Some clients are now building some of the deliverables internally using similar AI tool and want the Agency to surpass what was done by the AI. In some cases this is like an A / B test that the clients are doing and seeing what will work cheaply
Essentially, it is race to the bottom. Consumers, Business' all are looking at AI for the same thing. Consumers are thinking...this is AI so it should be dirt cheap or free. And business's are thinking I can use AI to save money. I am no expert but this seems like a Nash Equilibrium forming in front of our eyes.

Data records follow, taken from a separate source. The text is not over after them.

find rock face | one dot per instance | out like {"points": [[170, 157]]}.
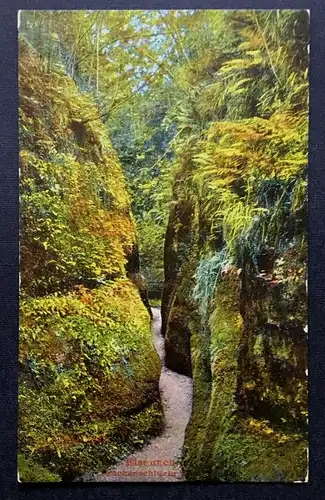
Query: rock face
{"points": [[246, 349], [89, 372]]}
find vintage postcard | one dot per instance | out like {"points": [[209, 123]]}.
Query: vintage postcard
{"points": [[163, 245]]}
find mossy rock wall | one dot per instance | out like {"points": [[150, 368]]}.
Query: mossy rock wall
{"points": [[248, 354], [88, 392], [76, 224], [89, 367], [246, 424]]}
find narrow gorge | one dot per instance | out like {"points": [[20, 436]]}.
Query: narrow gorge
{"points": [[163, 246]]}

The Agency owner also told me that they have turned "not using AI into a feature not a bug". They make it very public in their pitch decks that all the work [can be] done by humans that are have been chosen through a strict selection process/criteria to work there vs AI that was plugged in. Another interesting thing has happened is that in the space of copy writing and editing. A lot of internally staffing position are sadly gone due to the advent of new technology. However, there has been an explosion of copy writing agencies that have come onto the scene as a result of AI. In any domain now a business that makes AI the central core of their business can emerge to compete. So the market dynamics of price pressure on the service come to the surface once more. Businesses that are searching for a rock bottom pricing have found a new price floor form as a result of these ALL IN AI agencies.
What it seems like to me is that maybe this will just be solved by market forces and an Anti-AI strategy will not be needed from a policy standpoint. It might just be a matter of time as more consumers and businesses catch up to this idea. It is obvious that this idea is more pronounced in the B2B realm now since businesses are the best way to keep other businesses at bay.